Prof. Wang Shu highlighted the broader implications: “With the continuous cross-development of fields such as chemistry, materials science, and synthetic biology, humanity is getting closer to ‘building from scratch’ artificial cell systems with basic life characteristics. This not only promises to deepen our understanding of the origin and evolution of life but also shows broad application prospects in biomanufacturing, biomedicine, intelligent biosensing, and new functional material development.”
What’s Next
The research team acknowledged that current artificial cells are still unable to undergo continuous division and stable propagation in the way natural cells do. In the next phase, the researchers will explore strategies to equip artificial cells with multi-generational proliferation capabilities resembling those of living systems, while integrating functional modules such as gene expression and metabolic networks.
Several key challenges remain before this technology can move from laboratory demonstration to practical applications. These include achieving multi-generational proliferation — enabling artificial cells to divide repeatedly and stably like natural cells — and integrating the asymmetric division mechanism with gene expression and metabolic reaction modules. Scaling up the system for practical applications in biomanufacturing, biomedicine, and biosensing also lies ahead.
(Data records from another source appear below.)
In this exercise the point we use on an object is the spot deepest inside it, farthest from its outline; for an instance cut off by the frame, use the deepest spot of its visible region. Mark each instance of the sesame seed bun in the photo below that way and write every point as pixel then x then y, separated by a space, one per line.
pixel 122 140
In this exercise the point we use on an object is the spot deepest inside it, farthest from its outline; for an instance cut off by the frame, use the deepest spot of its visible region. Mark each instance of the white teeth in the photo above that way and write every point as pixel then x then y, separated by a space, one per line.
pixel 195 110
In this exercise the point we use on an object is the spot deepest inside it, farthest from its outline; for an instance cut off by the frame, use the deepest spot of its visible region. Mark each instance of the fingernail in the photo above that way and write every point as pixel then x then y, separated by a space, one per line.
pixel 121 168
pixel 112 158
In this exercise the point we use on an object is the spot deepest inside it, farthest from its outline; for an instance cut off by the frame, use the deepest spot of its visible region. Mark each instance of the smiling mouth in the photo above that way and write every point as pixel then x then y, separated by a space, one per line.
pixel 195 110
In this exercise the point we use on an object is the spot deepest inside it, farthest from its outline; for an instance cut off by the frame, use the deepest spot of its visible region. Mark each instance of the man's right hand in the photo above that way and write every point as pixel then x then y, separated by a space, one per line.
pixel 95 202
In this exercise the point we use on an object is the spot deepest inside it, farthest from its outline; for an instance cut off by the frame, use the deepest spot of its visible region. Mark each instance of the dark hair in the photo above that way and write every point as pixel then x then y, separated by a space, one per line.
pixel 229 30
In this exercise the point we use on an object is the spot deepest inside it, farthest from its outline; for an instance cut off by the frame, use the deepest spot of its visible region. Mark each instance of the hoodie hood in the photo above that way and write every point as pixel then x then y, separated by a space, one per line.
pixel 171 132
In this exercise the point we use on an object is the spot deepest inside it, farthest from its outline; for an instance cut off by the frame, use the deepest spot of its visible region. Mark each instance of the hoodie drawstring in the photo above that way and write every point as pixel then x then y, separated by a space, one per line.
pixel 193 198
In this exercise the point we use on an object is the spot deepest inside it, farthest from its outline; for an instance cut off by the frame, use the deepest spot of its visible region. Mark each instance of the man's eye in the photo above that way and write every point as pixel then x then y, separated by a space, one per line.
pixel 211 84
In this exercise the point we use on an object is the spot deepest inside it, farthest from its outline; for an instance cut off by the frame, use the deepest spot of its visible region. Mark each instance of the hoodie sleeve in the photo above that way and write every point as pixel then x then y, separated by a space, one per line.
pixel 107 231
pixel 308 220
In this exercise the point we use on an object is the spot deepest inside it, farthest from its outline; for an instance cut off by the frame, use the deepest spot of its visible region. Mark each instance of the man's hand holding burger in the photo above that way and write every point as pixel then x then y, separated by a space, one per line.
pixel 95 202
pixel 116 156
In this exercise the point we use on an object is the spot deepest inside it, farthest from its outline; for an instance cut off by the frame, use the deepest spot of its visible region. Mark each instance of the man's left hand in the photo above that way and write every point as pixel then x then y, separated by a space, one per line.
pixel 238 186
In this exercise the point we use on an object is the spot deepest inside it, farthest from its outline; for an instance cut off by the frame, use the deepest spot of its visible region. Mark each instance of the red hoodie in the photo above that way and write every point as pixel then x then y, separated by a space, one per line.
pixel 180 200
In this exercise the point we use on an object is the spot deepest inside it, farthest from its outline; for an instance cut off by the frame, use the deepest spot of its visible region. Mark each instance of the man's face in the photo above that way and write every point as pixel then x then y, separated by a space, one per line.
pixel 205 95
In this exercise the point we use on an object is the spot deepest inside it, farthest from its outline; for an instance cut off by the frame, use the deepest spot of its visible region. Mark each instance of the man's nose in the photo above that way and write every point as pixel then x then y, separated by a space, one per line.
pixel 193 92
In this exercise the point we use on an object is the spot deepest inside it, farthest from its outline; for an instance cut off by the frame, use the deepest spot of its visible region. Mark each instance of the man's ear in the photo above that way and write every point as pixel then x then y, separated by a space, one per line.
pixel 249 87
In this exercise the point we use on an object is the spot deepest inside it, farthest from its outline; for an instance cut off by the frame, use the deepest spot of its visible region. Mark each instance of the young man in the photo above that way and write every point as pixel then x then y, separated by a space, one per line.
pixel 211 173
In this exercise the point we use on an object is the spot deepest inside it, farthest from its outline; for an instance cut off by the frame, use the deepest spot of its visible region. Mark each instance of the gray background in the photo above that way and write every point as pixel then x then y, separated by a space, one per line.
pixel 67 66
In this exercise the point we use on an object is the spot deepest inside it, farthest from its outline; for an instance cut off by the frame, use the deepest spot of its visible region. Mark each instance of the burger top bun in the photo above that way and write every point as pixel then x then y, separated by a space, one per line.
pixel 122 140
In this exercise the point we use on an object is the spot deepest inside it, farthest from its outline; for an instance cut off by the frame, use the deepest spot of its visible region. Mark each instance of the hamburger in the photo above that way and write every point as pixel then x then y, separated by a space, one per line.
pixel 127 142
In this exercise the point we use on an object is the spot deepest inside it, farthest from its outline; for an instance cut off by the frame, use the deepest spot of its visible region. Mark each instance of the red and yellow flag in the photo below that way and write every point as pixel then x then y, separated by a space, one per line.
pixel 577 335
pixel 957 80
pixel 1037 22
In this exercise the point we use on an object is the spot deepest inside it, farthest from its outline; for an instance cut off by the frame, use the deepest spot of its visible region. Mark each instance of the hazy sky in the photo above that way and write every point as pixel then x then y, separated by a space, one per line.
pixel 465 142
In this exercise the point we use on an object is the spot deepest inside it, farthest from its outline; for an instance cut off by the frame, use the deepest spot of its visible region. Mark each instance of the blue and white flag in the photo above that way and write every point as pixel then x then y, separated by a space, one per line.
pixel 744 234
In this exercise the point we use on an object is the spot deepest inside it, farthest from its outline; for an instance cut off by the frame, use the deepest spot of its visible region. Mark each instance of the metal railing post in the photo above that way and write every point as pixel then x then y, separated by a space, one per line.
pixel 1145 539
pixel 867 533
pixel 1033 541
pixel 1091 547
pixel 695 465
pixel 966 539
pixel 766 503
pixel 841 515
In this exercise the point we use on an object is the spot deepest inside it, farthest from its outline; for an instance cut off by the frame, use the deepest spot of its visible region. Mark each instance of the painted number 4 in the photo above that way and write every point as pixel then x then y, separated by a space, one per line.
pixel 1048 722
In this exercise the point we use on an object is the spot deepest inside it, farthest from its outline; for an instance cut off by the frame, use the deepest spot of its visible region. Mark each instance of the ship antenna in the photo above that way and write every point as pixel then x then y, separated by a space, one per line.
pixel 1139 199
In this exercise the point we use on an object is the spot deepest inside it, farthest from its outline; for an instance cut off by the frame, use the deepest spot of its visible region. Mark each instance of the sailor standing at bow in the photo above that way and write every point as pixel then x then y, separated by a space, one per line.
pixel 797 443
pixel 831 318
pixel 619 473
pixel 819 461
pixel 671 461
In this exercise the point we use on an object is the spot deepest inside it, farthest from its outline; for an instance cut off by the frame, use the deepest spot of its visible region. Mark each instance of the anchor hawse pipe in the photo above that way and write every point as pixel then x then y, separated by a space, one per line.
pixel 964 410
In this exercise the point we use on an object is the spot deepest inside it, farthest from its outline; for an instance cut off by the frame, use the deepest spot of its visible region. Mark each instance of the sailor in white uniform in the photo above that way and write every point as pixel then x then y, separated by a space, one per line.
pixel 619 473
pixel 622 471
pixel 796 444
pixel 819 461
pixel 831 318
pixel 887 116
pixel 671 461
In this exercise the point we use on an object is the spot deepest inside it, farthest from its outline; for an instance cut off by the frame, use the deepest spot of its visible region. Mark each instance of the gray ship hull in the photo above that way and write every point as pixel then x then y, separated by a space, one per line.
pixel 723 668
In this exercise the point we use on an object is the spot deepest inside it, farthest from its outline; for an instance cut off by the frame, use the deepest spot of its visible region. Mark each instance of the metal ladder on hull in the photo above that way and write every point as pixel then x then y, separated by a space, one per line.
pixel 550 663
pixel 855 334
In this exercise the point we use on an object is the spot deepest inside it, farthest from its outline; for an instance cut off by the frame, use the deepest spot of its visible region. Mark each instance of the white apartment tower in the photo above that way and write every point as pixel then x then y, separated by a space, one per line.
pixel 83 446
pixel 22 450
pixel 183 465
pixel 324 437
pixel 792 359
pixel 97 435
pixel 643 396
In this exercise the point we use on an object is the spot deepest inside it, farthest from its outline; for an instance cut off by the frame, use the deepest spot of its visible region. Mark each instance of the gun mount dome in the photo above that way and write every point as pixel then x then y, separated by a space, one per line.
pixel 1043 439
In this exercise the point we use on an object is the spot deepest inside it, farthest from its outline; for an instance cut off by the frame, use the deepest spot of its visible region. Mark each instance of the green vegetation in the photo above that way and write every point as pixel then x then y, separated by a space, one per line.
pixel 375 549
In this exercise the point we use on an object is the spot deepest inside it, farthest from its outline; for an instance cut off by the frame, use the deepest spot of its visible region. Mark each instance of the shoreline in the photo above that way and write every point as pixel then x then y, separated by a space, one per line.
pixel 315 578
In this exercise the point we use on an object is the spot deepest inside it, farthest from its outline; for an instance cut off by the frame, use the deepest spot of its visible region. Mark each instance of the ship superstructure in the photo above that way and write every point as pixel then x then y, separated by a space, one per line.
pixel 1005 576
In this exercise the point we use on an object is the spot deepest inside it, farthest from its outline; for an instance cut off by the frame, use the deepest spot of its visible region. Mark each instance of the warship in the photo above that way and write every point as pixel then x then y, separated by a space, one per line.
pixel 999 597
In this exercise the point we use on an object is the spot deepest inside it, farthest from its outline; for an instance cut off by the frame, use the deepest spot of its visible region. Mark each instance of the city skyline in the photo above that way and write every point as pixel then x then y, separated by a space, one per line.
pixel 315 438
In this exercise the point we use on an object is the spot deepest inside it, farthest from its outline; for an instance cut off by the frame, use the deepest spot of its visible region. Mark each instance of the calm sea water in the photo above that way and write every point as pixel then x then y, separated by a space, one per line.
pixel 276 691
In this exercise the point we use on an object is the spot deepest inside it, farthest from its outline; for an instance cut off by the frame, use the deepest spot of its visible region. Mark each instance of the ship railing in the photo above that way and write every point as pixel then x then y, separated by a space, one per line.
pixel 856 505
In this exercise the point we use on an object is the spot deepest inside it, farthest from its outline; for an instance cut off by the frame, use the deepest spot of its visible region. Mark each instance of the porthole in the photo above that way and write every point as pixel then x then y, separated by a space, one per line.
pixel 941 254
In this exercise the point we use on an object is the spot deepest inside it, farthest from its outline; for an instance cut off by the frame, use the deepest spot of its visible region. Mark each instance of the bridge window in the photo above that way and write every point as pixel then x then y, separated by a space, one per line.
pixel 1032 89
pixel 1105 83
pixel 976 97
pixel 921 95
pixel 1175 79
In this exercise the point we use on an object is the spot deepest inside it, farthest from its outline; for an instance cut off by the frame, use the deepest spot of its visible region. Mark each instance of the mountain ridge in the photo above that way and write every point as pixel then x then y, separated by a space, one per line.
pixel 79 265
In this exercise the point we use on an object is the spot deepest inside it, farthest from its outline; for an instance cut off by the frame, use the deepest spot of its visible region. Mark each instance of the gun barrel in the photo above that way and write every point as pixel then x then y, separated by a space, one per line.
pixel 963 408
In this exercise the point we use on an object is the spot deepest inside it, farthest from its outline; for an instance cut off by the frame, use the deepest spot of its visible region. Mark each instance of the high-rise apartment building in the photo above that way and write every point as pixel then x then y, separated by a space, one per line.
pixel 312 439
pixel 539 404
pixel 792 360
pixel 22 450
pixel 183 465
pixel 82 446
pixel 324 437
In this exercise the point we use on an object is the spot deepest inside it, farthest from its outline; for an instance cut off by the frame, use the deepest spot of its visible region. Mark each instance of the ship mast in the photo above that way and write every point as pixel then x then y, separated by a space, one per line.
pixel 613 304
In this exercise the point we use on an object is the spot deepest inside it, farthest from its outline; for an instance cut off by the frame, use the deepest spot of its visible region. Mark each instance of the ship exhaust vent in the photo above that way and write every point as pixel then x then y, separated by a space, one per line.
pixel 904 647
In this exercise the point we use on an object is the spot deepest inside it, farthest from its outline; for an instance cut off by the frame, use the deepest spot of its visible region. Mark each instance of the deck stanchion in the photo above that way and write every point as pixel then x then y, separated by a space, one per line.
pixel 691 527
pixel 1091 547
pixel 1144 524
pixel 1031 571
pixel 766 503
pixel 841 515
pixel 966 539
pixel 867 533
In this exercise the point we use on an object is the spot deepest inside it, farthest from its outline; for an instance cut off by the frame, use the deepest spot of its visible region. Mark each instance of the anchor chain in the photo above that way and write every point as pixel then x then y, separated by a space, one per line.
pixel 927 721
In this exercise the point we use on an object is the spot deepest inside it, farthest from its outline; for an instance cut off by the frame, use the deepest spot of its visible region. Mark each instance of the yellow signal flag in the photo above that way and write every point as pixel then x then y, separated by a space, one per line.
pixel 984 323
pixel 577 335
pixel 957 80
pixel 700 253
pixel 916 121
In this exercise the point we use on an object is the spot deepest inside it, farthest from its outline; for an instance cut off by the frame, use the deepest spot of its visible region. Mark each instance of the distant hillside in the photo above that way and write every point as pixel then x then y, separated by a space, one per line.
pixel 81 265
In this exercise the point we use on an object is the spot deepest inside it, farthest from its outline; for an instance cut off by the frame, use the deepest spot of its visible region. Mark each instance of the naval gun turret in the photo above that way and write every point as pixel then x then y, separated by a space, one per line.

Significance and Forward Look
This breakthrough represents a significant step toward the bottom-up construction of artificial cell systems with life-like properties. As the Institute of Chemistry, CAS stated, the research “not only offers a new experimental model for understanding the emergence of life-like functions, but also lays an important foundation for constructing sophisticated artificial cell systems capable of autonomous proliferation, differentiation, and evolution.”
The paper, titled “Asymmetric splitting in dividing lipid-nucleotide multilamellar droplets,” was published in Nature on May 13, 2026 (Volume 653, pages 418–424). The research was supported by the National Natural Science Foundation of China, the Chinese Academy of Sciences, and the Beijing National Laboratory for Molecular Sciences.
For the field of synthetic biology, this achievement brings humanity closer to the goal of “building from scratch” artificial cell systems with basic life characteristics — a pursuit that promises to deepen our understanding of the origin and evolution of life while opening new frontiers in biotechnology.